5. Monumen H.Nani Wartabone
H. Nani Wartabone adalah putera asli Daerah Gorontalo, yang telah banyak mengabdikan diri sebagai pejuang bangsa dan negara, dalam gerakan patriotisme dalam melawan penjajah. Gerakan patriotisme Rakyat Gorontalo dibawah pimpinan Nani Wartabone, merupakan suatu gerakan yang panjang waktunya melalui kurun waktu dan berbagai macam siasat dan strategi perjuangan, baik yang bersifat legal maupun ilegal. Seluruh perjuangan rakyat Gorontalo yang bersifat patriotik itu akhirnya mencapai klimasnya pada tanggal 23 Januari 1942, suatu peristiwa heroik yang berhasil menggulingkan Pemerintah Kolonial Belanda, dan berhasil mendirinkan Pemerintahan yang merdeka. Jiwa patriotisme yang tumbuh dan terpelihara sejak abad ke XVII, berpuncak pada patriotisme 23 Januari 1942, merupakan batu-batu kerikil yang dipersembahkan rakyat Gorontalo dalam batas-batas kemampuannya dalam pembangunan raksasa Republik Indonesia yang lahir pada tanggal 17 Agustus 1945. Jiwa patriotik tersebut muncul dan tumbuh terus dimasa kekuasaan Jepang, bahkan dibina dan diwariskan kepada Generasi yang sedang mengisi kemerdekaan ini.
Air Panas
Wisatawan dapat pula mengunjungi pemandian air panas. Ada dua tempat pemandian air panas yang terkenal yakni di Limbongo dan Pentadio. Pemandian air panas Pentadio yang mengandung belerang ini terletak sekitar 10 km dari pusat kota. Keunikan utama dari pemandian ini ialah kita dapat merebus telur hingga matang di dalam mata airnya. Mata air panas ini juga diyakini memiliki khasiat menyembuhkan berbagai jenis penyakit kulit.

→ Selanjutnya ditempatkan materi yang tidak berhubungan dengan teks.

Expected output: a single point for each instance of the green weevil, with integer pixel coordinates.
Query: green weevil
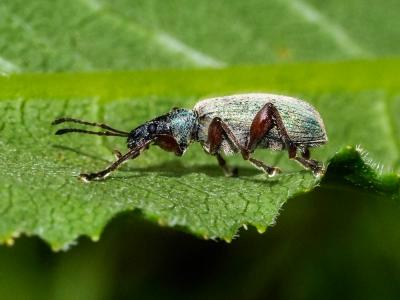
(224, 125)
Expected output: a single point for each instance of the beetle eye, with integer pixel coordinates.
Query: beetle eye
(152, 128)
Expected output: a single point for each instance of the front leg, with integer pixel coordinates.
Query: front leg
(216, 132)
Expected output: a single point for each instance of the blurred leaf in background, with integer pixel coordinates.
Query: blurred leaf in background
(334, 242)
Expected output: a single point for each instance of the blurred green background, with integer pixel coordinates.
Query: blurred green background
(335, 242)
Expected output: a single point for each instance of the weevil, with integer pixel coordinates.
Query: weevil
(224, 125)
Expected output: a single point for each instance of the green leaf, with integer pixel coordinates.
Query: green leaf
(62, 35)
(41, 195)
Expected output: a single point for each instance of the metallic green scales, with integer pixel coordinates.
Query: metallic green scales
(302, 122)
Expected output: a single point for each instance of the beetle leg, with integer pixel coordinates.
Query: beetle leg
(227, 171)
(131, 154)
(315, 166)
(216, 132)
(263, 122)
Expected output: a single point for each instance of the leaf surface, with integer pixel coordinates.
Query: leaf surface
(41, 195)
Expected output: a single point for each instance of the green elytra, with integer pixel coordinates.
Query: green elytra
(225, 125)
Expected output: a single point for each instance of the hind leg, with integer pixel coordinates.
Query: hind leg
(266, 119)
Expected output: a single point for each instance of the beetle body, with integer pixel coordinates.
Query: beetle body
(302, 122)
(225, 125)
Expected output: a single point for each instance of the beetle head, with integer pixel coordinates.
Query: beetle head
(172, 132)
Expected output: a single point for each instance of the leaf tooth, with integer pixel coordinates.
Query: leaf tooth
(261, 228)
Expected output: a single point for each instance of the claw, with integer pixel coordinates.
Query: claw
(273, 171)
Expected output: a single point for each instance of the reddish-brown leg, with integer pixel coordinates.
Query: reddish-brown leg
(217, 131)
(315, 166)
(266, 119)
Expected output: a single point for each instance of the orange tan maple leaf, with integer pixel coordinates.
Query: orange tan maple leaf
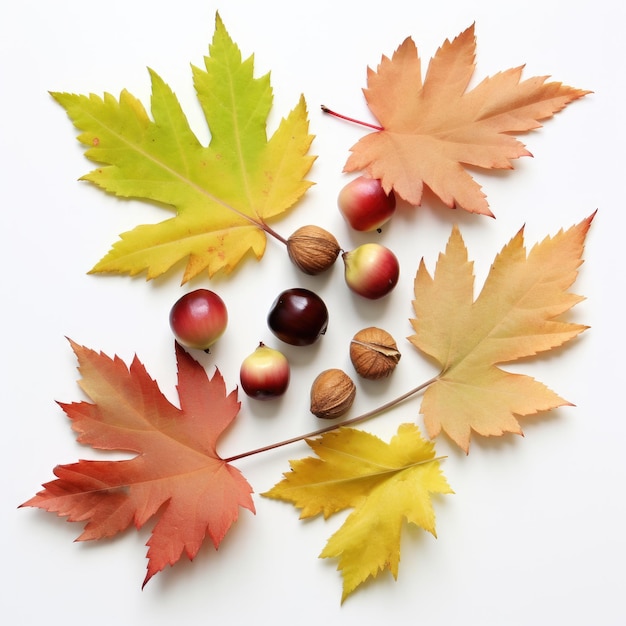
(176, 476)
(431, 129)
(517, 314)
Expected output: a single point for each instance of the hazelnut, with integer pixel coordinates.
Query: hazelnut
(312, 249)
(374, 353)
(332, 394)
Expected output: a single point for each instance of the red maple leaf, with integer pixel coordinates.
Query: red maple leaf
(176, 476)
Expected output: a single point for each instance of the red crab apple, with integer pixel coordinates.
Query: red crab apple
(198, 319)
(298, 317)
(265, 373)
(364, 203)
(371, 270)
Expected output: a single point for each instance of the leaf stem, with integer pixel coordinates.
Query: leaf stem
(350, 422)
(350, 119)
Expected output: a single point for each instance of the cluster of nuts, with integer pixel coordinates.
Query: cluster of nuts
(374, 355)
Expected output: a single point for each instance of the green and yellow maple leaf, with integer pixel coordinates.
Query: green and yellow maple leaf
(222, 193)
(385, 484)
(516, 315)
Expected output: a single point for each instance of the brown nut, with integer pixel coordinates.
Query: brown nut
(374, 353)
(312, 249)
(332, 394)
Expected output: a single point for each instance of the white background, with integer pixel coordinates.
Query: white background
(535, 531)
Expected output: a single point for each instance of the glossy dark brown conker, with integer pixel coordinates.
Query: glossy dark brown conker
(298, 317)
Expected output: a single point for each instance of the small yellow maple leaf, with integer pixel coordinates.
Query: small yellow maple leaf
(516, 315)
(385, 483)
(432, 128)
(224, 193)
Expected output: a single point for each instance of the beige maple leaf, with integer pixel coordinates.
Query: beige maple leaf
(516, 315)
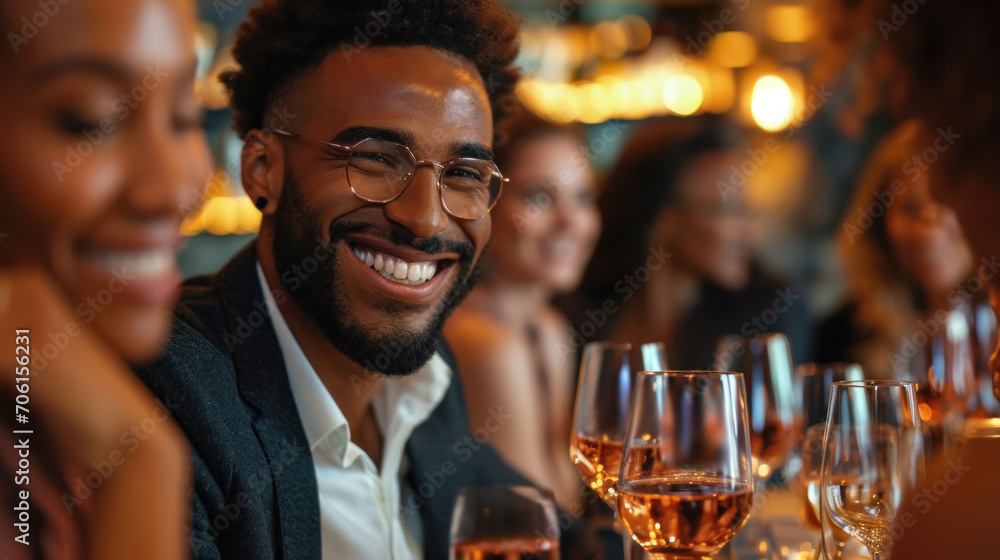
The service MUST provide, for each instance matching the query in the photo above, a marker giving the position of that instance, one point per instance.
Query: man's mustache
(400, 236)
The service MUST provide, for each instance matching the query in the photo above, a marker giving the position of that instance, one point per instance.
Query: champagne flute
(766, 362)
(686, 485)
(815, 381)
(947, 387)
(504, 523)
(604, 392)
(873, 457)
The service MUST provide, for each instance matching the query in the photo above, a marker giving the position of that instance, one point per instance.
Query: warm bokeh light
(771, 103)
(720, 90)
(224, 215)
(733, 49)
(683, 94)
(789, 24)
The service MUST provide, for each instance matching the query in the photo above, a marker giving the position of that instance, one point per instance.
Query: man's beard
(379, 348)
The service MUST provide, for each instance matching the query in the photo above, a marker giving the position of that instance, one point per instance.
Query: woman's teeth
(395, 269)
(143, 265)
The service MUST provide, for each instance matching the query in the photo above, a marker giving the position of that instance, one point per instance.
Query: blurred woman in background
(102, 146)
(512, 346)
(676, 261)
(905, 259)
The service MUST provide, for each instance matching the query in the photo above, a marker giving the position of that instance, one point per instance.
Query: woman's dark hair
(643, 182)
(281, 40)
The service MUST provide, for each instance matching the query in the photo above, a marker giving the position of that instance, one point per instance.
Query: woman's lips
(148, 276)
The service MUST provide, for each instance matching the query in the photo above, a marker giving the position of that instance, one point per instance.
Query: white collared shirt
(360, 511)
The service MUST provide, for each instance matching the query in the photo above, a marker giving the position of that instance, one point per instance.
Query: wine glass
(604, 392)
(686, 485)
(504, 522)
(944, 370)
(873, 457)
(814, 383)
(766, 362)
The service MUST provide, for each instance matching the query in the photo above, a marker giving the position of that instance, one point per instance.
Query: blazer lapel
(263, 384)
(431, 441)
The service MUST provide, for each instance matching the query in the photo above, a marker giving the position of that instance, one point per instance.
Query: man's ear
(263, 169)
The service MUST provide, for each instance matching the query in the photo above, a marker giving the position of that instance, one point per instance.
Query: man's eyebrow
(359, 133)
(473, 150)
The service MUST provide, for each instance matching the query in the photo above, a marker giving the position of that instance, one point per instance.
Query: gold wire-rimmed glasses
(378, 171)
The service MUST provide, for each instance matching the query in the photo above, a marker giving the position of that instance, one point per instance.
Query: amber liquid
(598, 462)
(866, 511)
(683, 516)
(507, 549)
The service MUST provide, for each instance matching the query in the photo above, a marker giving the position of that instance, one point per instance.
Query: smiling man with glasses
(325, 414)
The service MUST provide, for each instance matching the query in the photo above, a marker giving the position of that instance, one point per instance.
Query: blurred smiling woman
(510, 342)
(102, 148)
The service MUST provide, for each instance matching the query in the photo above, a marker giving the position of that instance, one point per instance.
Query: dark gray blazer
(223, 378)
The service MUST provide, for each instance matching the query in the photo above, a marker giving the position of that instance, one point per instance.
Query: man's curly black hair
(282, 40)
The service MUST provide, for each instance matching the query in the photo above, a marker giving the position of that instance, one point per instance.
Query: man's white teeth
(397, 270)
(146, 264)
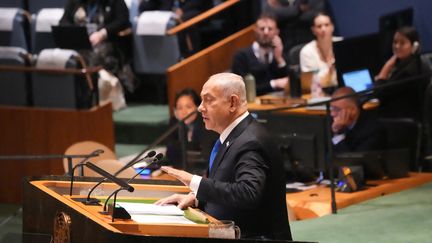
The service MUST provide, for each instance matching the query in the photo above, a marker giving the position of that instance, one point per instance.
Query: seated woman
(404, 100)
(199, 141)
(317, 56)
(105, 20)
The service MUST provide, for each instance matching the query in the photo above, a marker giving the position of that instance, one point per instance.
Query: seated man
(354, 130)
(264, 59)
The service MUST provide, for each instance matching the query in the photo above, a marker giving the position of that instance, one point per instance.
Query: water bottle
(250, 88)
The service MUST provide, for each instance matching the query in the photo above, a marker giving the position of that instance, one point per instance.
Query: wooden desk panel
(317, 202)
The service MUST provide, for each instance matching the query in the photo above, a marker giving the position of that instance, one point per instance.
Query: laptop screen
(359, 80)
(71, 37)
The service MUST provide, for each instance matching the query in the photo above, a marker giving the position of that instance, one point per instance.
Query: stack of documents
(151, 213)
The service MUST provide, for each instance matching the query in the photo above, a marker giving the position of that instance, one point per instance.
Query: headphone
(415, 47)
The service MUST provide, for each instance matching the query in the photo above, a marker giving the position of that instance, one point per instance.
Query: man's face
(265, 31)
(184, 106)
(323, 27)
(402, 46)
(214, 107)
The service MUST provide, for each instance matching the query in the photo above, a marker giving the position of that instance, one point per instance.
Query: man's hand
(181, 175)
(182, 201)
(341, 121)
(278, 50)
(97, 37)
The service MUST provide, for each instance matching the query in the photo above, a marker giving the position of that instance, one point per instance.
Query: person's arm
(246, 191)
(386, 69)
(119, 20)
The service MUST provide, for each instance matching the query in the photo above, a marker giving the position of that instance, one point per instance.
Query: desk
(270, 102)
(316, 202)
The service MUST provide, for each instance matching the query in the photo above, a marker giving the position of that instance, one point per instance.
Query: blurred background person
(317, 56)
(105, 21)
(404, 100)
(199, 141)
(264, 59)
(294, 19)
(354, 130)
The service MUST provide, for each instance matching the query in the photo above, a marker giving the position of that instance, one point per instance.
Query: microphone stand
(123, 185)
(328, 122)
(94, 201)
(69, 157)
(113, 212)
(136, 159)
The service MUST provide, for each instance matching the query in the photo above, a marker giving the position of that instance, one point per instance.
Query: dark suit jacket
(404, 100)
(246, 62)
(366, 135)
(191, 8)
(247, 184)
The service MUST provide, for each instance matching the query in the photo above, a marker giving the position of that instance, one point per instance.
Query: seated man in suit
(264, 59)
(245, 180)
(354, 130)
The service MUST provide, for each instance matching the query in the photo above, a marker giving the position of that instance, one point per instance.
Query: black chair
(14, 86)
(404, 133)
(63, 89)
(15, 28)
(36, 5)
(41, 28)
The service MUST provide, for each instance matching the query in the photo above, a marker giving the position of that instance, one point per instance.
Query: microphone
(157, 158)
(71, 170)
(110, 177)
(96, 201)
(132, 162)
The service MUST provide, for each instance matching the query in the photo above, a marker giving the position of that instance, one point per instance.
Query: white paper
(160, 219)
(48, 17)
(153, 22)
(7, 16)
(147, 208)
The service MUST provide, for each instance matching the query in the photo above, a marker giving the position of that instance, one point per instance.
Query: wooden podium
(47, 200)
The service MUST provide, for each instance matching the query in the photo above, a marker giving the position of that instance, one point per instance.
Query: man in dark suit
(245, 181)
(353, 129)
(264, 59)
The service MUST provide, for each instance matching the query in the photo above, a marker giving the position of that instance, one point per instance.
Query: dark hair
(409, 32)
(267, 15)
(188, 92)
(316, 15)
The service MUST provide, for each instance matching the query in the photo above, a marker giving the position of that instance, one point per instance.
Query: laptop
(71, 37)
(359, 80)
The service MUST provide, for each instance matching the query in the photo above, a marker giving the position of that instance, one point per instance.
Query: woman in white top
(317, 56)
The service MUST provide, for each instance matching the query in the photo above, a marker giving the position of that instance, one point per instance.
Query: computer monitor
(359, 80)
(71, 37)
(357, 53)
(301, 139)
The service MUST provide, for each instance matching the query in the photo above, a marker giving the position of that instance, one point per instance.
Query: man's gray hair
(231, 84)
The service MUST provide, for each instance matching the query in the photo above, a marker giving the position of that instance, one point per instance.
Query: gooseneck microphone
(96, 201)
(71, 171)
(157, 158)
(110, 177)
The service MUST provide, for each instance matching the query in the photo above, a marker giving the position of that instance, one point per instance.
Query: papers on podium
(151, 213)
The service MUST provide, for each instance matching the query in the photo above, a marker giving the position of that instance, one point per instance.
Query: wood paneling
(38, 131)
(194, 71)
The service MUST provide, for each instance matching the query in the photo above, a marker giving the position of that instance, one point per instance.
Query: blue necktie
(214, 152)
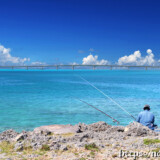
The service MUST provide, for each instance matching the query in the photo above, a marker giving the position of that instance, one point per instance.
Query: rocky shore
(98, 141)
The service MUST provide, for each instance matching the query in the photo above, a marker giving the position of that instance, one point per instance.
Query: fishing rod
(114, 120)
(108, 97)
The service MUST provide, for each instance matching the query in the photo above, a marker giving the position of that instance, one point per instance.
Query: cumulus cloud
(81, 51)
(7, 59)
(91, 50)
(74, 63)
(37, 63)
(90, 59)
(137, 59)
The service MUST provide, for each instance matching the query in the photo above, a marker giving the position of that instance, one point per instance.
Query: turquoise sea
(29, 99)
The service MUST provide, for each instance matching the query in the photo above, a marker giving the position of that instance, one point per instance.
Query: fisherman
(147, 118)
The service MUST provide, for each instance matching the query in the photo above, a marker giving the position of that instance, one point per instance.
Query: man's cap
(146, 106)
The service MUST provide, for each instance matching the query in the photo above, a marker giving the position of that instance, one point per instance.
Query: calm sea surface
(29, 99)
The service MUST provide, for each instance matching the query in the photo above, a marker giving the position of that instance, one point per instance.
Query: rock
(21, 137)
(18, 147)
(8, 135)
(2, 155)
(137, 129)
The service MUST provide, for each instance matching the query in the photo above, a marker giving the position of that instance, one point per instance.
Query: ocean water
(29, 99)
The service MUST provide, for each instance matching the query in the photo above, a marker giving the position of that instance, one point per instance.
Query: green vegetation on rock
(150, 141)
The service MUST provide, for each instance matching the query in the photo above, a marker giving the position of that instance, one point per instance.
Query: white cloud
(7, 59)
(81, 51)
(90, 59)
(91, 50)
(37, 63)
(137, 59)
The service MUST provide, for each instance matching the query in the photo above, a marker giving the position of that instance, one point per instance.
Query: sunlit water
(29, 99)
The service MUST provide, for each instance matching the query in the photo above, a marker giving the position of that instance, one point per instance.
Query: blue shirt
(146, 118)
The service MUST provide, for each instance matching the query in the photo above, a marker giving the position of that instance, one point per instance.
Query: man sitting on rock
(146, 117)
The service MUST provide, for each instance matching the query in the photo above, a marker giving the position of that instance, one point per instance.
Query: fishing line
(107, 97)
(114, 120)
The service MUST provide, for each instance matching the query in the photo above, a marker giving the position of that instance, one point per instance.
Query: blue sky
(66, 31)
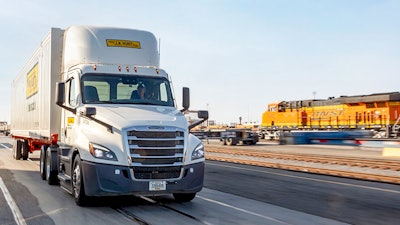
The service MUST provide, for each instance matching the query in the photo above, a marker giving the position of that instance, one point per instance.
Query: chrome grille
(156, 153)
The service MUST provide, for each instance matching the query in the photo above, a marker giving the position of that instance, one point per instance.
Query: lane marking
(242, 210)
(312, 179)
(19, 219)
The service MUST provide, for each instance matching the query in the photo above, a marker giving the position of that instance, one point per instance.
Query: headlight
(198, 152)
(101, 152)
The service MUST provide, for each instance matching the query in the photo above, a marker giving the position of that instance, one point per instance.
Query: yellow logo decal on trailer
(71, 121)
(32, 81)
(123, 43)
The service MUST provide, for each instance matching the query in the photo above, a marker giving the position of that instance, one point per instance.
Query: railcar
(378, 112)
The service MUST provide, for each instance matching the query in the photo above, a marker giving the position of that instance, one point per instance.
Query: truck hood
(124, 116)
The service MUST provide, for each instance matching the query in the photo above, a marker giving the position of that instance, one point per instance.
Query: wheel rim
(76, 180)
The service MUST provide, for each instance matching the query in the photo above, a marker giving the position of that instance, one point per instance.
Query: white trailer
(96, 104)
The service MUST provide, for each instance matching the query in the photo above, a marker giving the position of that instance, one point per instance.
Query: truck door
(69, 118)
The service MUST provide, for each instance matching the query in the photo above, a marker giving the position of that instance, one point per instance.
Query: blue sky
(236, 56)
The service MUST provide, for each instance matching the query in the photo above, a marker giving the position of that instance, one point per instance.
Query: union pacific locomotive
(379, 112)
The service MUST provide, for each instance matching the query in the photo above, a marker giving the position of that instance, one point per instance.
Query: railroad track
(258, 158)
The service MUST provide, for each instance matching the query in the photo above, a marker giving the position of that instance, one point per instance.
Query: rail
(390, 169)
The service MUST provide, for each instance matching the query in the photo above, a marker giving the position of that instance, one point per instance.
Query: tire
(43, 150)
(17, 149)
(229, 141)
(25, 150)
(78, 186)
(223, 141)
(51, 167)
(184, 197)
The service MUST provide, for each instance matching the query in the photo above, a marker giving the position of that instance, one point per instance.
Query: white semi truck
(95, 103)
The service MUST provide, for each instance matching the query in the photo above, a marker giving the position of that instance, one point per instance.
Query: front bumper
(112, 180)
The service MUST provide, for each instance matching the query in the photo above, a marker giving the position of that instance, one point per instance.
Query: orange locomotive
(379, 112)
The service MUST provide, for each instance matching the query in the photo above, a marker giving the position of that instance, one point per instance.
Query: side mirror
(60, 93)
(185, 99)
(88, 111)
(203, 114)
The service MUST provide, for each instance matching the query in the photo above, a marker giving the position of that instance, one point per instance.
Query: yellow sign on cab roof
(123, 43)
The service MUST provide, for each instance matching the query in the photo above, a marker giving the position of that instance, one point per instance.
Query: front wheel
(184, 197)
(78, 188)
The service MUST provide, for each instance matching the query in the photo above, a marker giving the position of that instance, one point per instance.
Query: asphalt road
(233, 194)
(346, 200)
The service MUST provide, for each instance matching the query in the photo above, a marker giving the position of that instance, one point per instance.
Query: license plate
(157, 185)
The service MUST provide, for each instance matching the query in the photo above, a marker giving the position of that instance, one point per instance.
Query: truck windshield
(125, 89)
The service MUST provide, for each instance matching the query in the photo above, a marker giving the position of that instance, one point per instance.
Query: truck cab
(120, 132)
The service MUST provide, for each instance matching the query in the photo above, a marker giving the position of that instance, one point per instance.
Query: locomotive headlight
(198, 152)
(101, 152)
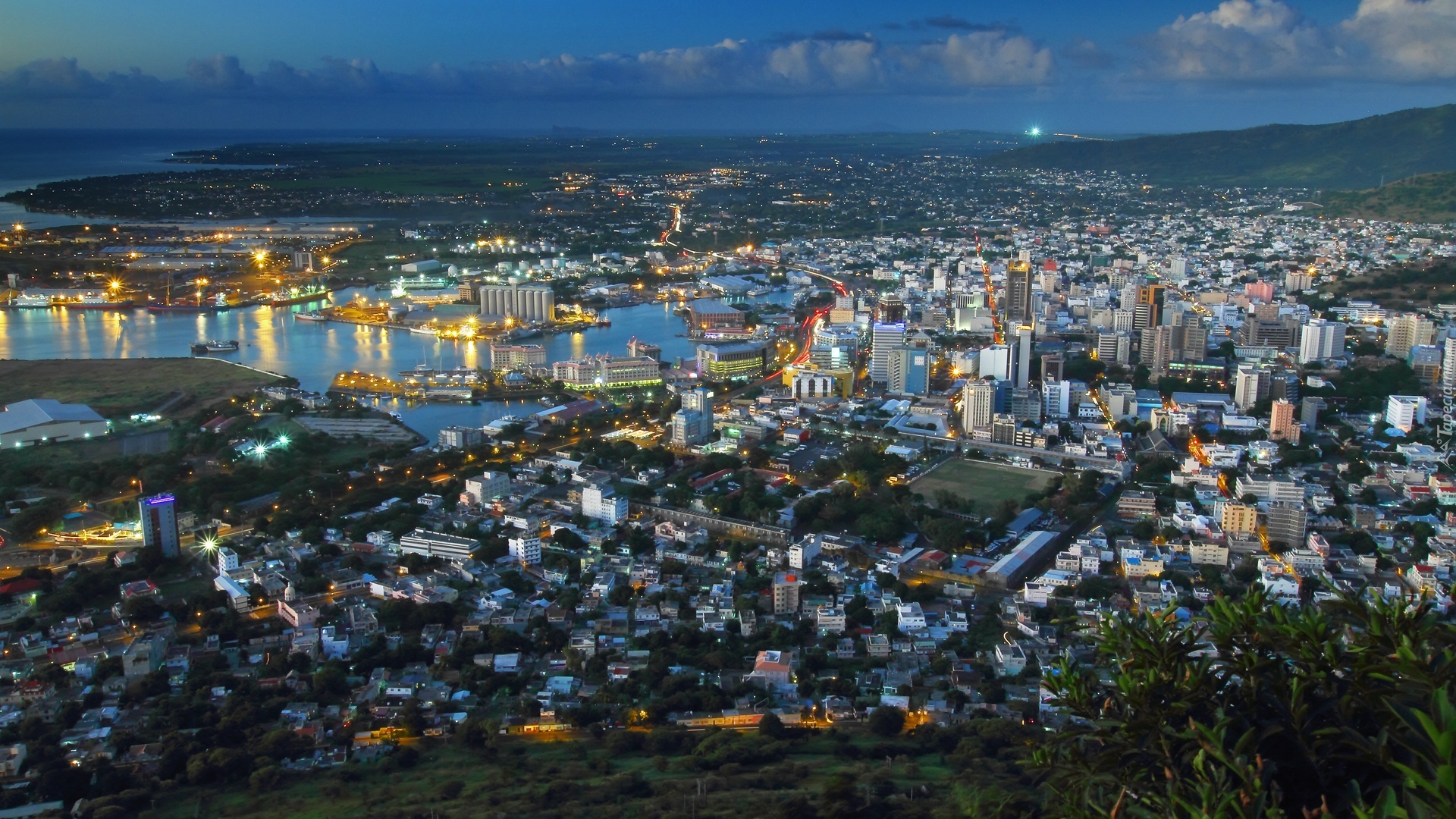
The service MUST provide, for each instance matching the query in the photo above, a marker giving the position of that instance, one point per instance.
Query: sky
(1062, 66)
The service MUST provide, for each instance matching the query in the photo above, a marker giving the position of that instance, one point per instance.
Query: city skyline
(650, 66)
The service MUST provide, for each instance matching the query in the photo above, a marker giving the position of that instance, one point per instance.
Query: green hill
(1429, 197)
(1360, 153)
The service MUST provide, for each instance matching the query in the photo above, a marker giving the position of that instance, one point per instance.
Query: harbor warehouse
(721, 362)
(710, 314)
(517, 300)
(27, 423)
(1019, 561)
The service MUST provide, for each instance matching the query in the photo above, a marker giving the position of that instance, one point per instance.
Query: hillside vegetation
(1353, 155)
(1429, 197)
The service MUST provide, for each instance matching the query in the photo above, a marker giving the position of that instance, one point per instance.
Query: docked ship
(419, 283)
(188, 305)
(294, 295)
(215, 346)
(28, 300)
(92, 302)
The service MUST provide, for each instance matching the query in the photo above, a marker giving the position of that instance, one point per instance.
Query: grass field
(982, 482)
(118, 387)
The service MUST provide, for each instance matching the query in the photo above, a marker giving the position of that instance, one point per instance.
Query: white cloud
(1408, 39)
(1272, 41)
(808, 67)
(1242, 39)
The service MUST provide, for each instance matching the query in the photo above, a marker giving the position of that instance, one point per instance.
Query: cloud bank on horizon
(1237, 44)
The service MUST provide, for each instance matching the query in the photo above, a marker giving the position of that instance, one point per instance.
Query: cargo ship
(98, 303)
(28, 300)
(312, 292)
(215, 346)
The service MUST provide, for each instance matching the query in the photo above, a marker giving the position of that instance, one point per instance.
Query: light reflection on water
(315, 352)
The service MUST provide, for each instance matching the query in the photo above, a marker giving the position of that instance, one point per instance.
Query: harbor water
(270, 338)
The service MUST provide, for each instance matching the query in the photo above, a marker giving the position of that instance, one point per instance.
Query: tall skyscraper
(1408, 330)
(1158, 349)
(977, 406)
(1024, 344)
(1152, 297)
(1320, 340)
(884, 340)
(1282, 422)
(1018, 292)
(1050, 368)
(159, 523)
(910, 371)
(996, 362)
(1251, 385)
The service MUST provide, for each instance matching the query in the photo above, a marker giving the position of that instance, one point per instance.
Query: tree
(1345, 708)
(770, 726)
(887, 720)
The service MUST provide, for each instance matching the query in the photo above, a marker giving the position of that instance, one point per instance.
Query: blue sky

Di sini juga dapat dinikmati mandi uap atau sauna yang tersedia dalam bilik-bilik dan dikemas secara modern bertaraf internasional. Tetapi ada juga mandi uap langsung dari sumber panas dengan tingkat kepanasan hingga 40 derajat Celcius. Dari pemandian Pentadio juga bisa menikmati pemandangan danau Limboto. Sedangkan pemandian air panas Lombongo yang terletak sekitar 20 km dari pusat kota mempunyai keunikan dengan adanya dua mata air yakni air panas dan mata air dingin. Mata air panasnya mengandung belerang yang khasiatnya dapat menyembuhkan berbagai jenis penyakit kulit.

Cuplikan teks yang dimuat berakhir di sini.